Things have been a little off this week at our house.
Probably because I committed to blogging every day for a month. The universe laughs and pulls an ace card out of her sleeve.
Monday was the usual day after a holiday scenario with the housework and sugar buzz and I thought that was all. Tuesday we had to hit restart at 9:00, at 11:00, and again at 1:30 until I finally resigned myself to the fact that the big kids and I were like pinballs ricocheting off each other and that it would likely stay that way for the day. Wednesday was co-op and playtime with friends. Both Guthrie and Laithe cried multiple times throughout the day - at very odd times. And today has been non-stop bickering all. dang. day. The weird thing is that Juniper has been off too. But, I suspect that has a lot to do with finally figuring out how to crawl. Which is exhausting. For everyone.

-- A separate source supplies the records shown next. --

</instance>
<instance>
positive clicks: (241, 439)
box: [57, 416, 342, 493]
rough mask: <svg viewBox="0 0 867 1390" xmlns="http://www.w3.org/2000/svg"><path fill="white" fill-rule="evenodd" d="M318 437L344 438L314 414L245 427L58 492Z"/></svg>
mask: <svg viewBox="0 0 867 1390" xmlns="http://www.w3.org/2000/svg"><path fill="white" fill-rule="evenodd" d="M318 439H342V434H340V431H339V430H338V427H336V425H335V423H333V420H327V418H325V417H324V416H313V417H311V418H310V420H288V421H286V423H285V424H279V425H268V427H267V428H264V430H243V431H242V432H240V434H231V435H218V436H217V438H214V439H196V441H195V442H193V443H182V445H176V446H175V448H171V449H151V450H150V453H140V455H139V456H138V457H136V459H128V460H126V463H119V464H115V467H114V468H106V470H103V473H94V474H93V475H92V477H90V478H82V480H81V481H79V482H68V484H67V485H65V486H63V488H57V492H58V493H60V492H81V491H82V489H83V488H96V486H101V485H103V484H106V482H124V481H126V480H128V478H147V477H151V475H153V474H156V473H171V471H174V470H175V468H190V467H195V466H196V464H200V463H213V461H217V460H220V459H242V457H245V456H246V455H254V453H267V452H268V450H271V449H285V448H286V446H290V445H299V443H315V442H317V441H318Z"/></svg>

I suspect the weather has a bit to do with it. Not only our first week of spring storms, but we're (happily) shifting to more outside time and less inside time. Every time we make this major transition it's like we forget how to do it. There's that, ok I want to be outside and playing but what exactly am I supposed to do out here.
This would be a pain to deal with no matter what, but then there's the ok, where does school fit in here? And the inevitable flash of - crap! we can't take any more days "off" or we'll never get to have a summer break!
Every time though, once I'm done being annoyed that we're having one of those weeks, if I can find the wherewithal to shift gears and focus on the stuff that fills my kids up emotionally and steadies them then we can get back to the usual. And it's always a good reminder that we all need a day or two sometimes to steady ourselves.
Those basics are:
- free art
- sensory focused projects (cornmeal trays, clay, beans in a box. every time i think guthrie will outgrow that stuff i remember that i like playing in it too!)
- reading aloud chapter books
- structured free time
- and no screens (not everyone has the same experience as I do, but I find that when my kids are in the above mood screens mean an increase in fighting and a decrease in kindness. so, i cut them off completely)
I'm constantly grateful that I found so many resources about creating a steady home rhythm when my kids were tiny. I'm glad I listened to the voice that told me this is what my family needs. What I need too!
This afternoon is going loads better after a morning of the above stuff. Tonight is family art night so I'm crossing my fingers we only get a few tears!